Tetapi ternyata HGB 26 sejak awal tanpa persetujuan Setneg. Kemudian dalam rangka pembebasan jalan tol Gatot Subroto juga dibebaskan. Terakhir, dilepaskan juga dalam rangka pelepasan untuk MRT itu juga tanpa persetujuan Setneg.
“Jadi ini ‘clear’ sekali, tanah itu tidak di atas HPL.
Bagi Hamdan, ketidakadilan dalam kasus ini adalah kalau yang namanya HGB, perpanjangan 30 dan 20 serta pembaharuan 30 tahun, itu sebenarnya “otomatically” (otomatis). BPN tidak boleh menolak sepanjang tidak ada perubahan tata ruang.
“Ini negara, menjadi preman, karena menggunakan aparat keamanan dan penegak hukum untuk mencoba mengambil alih aset HGB berupa Hotel Sultan. Ini tidak benar. Pemerintah hanya mengurus dan melindungi rakyatnya. Kalau negara mau mengambil alih berarti untuk bisnis, padahal negara tidak boleh bisnis.
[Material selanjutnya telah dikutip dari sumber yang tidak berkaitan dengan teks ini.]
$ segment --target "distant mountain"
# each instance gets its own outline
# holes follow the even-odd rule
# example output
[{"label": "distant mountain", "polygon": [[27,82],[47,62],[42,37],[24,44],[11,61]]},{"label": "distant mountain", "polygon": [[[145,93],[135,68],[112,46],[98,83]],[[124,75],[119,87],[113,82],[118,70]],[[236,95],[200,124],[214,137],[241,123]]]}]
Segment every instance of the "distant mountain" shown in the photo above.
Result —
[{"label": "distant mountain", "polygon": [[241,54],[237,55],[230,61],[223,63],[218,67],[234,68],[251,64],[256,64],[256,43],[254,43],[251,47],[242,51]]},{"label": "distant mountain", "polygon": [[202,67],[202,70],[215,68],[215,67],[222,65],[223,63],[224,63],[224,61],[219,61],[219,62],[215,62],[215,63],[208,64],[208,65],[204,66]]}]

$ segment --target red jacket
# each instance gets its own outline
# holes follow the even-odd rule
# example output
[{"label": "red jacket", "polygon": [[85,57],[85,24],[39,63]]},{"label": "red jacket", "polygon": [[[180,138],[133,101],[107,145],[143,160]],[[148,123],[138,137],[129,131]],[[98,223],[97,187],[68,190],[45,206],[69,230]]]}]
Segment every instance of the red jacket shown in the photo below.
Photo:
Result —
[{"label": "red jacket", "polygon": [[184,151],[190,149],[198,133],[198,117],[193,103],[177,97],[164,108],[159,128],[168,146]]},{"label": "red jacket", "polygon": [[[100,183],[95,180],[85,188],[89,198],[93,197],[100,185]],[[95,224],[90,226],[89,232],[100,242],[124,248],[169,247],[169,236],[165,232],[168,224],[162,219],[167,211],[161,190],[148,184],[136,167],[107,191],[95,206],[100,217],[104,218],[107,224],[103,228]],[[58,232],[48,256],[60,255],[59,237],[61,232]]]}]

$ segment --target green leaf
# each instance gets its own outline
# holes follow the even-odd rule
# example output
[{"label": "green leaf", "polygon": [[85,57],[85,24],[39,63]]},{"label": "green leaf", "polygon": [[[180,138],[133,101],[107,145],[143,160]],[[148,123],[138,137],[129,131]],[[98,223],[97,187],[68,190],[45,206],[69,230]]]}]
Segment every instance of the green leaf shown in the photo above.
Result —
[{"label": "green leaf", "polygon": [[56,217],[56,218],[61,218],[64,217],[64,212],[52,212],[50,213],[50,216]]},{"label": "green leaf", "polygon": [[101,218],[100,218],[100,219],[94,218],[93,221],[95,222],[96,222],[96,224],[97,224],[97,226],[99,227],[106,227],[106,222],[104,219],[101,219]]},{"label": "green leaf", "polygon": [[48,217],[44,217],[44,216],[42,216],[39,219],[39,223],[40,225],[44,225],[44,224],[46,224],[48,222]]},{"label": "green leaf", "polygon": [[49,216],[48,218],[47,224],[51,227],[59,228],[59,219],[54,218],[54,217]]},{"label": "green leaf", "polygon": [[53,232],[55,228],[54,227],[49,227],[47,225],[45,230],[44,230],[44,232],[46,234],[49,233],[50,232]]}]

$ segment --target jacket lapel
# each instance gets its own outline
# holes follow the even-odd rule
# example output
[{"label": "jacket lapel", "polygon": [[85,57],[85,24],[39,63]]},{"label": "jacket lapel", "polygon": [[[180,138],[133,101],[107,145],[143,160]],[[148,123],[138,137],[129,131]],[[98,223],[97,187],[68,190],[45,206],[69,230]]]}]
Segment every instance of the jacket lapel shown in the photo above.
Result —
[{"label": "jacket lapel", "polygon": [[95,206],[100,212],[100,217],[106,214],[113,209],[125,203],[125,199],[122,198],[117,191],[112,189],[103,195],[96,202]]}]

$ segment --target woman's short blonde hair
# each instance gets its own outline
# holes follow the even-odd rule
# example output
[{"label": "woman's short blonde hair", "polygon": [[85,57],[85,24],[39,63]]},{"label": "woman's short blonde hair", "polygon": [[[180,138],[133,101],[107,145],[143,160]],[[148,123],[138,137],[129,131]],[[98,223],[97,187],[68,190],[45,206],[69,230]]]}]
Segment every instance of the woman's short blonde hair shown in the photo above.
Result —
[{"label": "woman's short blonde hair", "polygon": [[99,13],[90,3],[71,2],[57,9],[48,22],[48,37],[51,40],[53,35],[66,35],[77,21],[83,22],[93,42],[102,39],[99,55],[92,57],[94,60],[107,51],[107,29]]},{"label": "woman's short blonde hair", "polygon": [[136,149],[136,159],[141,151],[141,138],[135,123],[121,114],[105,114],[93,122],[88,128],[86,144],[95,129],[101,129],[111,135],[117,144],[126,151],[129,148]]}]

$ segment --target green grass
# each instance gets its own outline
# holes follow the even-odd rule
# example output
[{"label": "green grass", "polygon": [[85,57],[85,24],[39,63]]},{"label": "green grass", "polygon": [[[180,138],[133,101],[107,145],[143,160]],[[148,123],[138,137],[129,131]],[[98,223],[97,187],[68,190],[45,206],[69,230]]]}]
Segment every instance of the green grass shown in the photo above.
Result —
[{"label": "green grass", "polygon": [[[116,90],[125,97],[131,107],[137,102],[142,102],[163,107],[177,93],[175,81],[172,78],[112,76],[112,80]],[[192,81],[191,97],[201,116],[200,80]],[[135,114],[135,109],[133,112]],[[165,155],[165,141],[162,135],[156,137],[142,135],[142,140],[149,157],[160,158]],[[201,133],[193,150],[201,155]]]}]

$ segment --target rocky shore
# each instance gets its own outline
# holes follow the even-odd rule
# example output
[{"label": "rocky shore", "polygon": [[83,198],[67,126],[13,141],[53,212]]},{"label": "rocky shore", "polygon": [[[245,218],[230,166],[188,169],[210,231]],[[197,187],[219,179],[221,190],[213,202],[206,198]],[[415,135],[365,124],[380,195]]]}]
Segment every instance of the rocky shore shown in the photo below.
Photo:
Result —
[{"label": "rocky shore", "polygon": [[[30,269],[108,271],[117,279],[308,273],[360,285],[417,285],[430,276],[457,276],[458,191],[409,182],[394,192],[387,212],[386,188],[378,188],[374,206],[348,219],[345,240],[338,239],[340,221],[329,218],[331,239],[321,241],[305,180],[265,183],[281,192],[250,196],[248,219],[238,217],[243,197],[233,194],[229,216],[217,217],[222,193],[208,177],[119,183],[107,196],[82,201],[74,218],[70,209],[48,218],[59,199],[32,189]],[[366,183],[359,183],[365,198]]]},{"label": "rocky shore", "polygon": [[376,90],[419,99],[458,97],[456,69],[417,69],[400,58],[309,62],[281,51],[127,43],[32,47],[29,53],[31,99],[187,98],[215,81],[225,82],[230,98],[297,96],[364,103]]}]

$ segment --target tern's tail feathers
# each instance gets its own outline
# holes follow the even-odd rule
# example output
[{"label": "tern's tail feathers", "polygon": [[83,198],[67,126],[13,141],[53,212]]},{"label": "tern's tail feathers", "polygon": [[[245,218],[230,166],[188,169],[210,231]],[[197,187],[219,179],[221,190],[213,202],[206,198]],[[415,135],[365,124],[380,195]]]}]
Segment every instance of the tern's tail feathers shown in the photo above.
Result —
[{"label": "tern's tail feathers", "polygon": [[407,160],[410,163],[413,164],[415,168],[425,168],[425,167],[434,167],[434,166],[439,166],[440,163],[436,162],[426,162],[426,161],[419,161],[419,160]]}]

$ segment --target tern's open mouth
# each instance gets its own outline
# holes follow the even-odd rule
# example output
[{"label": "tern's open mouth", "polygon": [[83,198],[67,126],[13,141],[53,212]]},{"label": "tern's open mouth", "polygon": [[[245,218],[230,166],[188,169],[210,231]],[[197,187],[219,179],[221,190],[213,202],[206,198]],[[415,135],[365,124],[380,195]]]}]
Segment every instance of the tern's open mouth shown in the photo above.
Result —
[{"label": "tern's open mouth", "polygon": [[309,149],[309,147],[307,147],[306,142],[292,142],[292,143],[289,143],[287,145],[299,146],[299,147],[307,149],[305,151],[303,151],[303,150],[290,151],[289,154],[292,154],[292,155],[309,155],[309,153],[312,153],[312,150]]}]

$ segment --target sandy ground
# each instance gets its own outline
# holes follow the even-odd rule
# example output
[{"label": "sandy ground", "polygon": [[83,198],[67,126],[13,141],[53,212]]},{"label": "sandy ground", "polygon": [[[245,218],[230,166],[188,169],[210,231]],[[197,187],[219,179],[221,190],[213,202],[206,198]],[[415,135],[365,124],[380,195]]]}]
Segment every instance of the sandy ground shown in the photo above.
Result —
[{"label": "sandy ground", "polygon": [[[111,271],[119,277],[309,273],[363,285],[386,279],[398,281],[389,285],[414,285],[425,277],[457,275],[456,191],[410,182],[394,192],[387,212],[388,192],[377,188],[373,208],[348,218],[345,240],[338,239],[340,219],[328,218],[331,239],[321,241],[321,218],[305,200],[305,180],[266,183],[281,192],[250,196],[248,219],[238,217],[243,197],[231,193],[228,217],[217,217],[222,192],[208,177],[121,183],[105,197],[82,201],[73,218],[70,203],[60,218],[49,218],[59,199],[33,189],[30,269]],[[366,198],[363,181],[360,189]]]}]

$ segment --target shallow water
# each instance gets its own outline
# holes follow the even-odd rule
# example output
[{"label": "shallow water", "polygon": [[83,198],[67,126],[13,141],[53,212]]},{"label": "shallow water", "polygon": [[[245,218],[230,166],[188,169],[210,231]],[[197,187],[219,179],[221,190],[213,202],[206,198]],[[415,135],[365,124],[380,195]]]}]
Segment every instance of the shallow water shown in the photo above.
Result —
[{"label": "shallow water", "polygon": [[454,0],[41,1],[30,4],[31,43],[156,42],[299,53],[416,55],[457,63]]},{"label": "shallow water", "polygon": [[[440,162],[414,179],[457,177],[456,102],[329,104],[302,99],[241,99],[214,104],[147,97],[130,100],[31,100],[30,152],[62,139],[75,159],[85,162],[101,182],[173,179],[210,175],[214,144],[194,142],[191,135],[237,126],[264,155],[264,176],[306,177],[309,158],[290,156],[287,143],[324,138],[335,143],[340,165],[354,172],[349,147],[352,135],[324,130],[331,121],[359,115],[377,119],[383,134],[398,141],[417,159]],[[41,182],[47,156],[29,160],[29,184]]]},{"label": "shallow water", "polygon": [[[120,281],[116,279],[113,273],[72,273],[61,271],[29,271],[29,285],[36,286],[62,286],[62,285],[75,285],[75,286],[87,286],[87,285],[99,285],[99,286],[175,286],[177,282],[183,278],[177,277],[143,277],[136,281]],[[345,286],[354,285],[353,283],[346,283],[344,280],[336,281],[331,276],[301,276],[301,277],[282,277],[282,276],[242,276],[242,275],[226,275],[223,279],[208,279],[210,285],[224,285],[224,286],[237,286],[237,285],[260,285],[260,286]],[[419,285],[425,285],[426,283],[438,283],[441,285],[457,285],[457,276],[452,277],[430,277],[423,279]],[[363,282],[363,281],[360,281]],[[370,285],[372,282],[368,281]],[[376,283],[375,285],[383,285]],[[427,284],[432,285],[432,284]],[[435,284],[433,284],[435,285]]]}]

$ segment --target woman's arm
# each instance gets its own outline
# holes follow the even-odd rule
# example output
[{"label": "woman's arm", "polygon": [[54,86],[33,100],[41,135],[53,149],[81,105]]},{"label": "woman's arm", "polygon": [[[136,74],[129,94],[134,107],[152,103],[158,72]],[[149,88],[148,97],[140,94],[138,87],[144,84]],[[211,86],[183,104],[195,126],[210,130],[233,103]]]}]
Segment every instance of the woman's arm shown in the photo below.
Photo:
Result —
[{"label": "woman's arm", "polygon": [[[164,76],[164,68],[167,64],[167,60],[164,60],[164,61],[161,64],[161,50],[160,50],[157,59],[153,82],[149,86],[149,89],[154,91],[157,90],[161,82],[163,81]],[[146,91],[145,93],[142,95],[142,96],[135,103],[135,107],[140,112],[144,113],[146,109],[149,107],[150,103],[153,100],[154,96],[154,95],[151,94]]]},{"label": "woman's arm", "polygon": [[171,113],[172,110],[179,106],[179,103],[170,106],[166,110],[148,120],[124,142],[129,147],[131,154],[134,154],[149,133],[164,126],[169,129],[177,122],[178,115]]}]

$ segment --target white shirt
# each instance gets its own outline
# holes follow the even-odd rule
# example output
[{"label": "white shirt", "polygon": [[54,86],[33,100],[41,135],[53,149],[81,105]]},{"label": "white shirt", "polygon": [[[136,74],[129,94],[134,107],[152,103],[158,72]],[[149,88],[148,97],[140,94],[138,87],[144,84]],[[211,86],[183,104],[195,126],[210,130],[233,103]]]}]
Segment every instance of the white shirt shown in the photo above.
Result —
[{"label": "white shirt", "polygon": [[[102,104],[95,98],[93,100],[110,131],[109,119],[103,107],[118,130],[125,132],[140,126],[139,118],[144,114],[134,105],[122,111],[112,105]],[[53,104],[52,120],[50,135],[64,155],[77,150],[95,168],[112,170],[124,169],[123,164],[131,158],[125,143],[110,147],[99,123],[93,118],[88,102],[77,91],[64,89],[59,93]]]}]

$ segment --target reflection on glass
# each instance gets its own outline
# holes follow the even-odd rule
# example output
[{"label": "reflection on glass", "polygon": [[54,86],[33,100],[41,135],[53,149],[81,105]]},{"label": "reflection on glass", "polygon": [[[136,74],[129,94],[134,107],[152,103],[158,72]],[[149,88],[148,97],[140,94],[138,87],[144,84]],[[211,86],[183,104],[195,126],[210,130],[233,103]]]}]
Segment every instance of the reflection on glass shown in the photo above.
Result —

Kalau dia mau bisnis harus ada perusahaan,” sebut Hamdan.
Kalau di Senayan bukan untuk bisnis, melainkan untuk pelayanan publik. Itu Badan Layanan Umum (BLU) untuk kepentingan publik. Dia tidak boleh berbisnis. Kalau pun dia menolak dan mau berbisnis harus bekerja sama dengan pihak lain.
“Yang jadi masalah, Pontjo diusir, pemerintah mau bekerja sama dengan siapa? Inilah yang saya keberatan.
Kalau untuk bisnis, ayo kita bicara. Tetapi kalau memasukkan orang lain dan mengusir pribumi di wilayah Jl. Sudirman dan Jl, Thamrin karena sepanjang dua jalan ini sudah tidak ada lagi pengusaha pribumi, kecuali Hotel Sultan yang dikelola Pontjo Sotowo, “pungkas Hamdan. (mda).